India on Friday said it would ease foreign borrowing rules for firms in the infrastructure and real estate sectors, and raised the foreign investment limit in corporate bonds to $15 billion.
As it unveiled a second stimulus package moments after the central bank slashed its main policy rates for a slowing economy, the government said it was preparing to recapitalise state-run banks to the tune of 200 billion rupees ($4.1 billion).
This would take place over the next two years to ensure the banking system does not suffer from capital adequacy constraints.
It allowed the creation of a special financing entity to provide liquidity support against investment grade paper to non-banking finance companies.
The statement said the liquidity potentially available though this window would be 250 billion rupees.
India’s economy, Asia’s third-biggest, has shown consistent signs of slowing amid the worldwide downturn and high borrowing costs at home, after growing at 9 percent or above for the past three years.

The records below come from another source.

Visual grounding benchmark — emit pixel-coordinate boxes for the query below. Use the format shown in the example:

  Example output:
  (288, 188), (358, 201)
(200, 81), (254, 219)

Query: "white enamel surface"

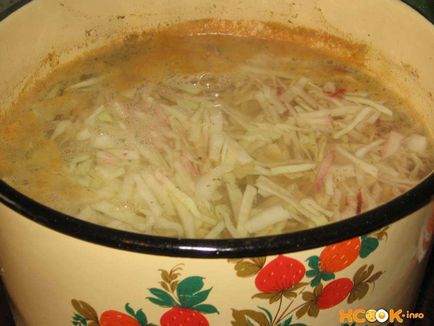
(0, 0), (434, 326)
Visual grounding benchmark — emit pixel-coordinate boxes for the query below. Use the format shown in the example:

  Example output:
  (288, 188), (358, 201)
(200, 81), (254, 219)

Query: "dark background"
(0, 0), (434, 326)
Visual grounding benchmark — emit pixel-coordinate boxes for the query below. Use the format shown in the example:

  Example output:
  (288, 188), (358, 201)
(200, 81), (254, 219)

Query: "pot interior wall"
(0, 0), (434, 166)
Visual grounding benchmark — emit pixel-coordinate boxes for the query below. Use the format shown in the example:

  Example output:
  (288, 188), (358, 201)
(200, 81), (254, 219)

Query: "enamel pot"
(0, 0), (434, 326)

Economists and government advisers and officials expect expansion to moderate to around 7 percent this fiscal year and the central bank’s chief said last month that 2009/10 looked like being an even more challenging year.
In early December, Indian authorities cut policy rates, announced $4 billion in extra spending and rolled out a four-percentage point cut in factory gate duties in an attempt to boost flagging activity.
Adding to concerns over stumbling economic growth, data on Thursday showed India’s exports contracting 9.9 percent in November from a year earlier, the second consecutive fall after a 12.1 percent dip in October.